The potential of artificial intelligence is very high. The tool has become one of the technological solutions with the most potential and one that the IT managers of companies trust to solve many of the corporate challenges. After all, AI can achieve things as varied as creating works of art or anticipating accidents and improving road safety.
But despite the high potential of artificial intelligence, there are also a few critical voices warning of what could be a serious problem. AI must be very careful not to fall into algorithmic bias. Algorithmic bias leads artificial intelligence to reach problematic conclusions that do not truly represent the world in which it operates, which has already dragged some companies into a reputational crisis because of it. It happened to Google not too many years ago, for example, when it’s AI could only efficiently identify people of color.
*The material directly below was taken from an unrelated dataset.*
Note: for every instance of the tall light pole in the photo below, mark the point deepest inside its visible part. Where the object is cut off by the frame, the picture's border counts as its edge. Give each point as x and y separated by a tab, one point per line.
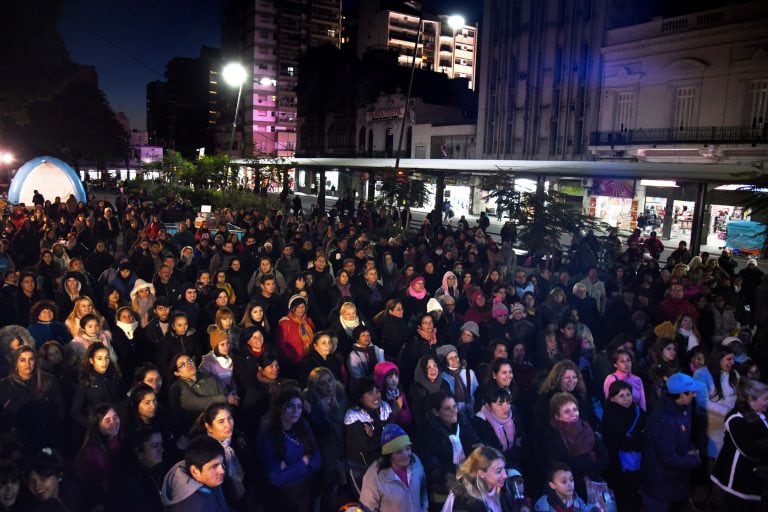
234	74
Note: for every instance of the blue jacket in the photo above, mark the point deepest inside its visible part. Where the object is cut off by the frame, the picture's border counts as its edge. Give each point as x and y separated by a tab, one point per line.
666	464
The negative impact of algorithmic bias affects corporate reputation and the company’s position in the market. In The invisible woman, the researcher Caroline Criado-Perez demonstrates how companies forget women in designing their products, which means a loss of opportunities.
For all these reasons, companies must strive to prevent their artificial intelligence from being affected by bias and make it as neutral as possible. Achieving it is possible: they must trust the most appropriate technology and bet on the most successful IT practices.
How To Avoid Bias In AI
The same regulations emerging to regulate artificial intelligence are already creating environments to make AI more ethical and neutral. Thus, for example, the rules of the European Union already create a governance framework for artificial intelligence. Even so, companies can go much further than what the regulations indicate.
To begin with, it is very important to have a clear internal policy for AI and data management. Data governance is the basic piece of this work since it creates an unquestionable data policy that applies to all corporation departments and clarifies what should be done and whatnot. It is the pillar on which the company’s AI work will rest.
To proceed, companies themselves need to be acutely aware of the problems that algorithmic bias can create and work to avoid it. One of the most important ways is to create a varied and rich database.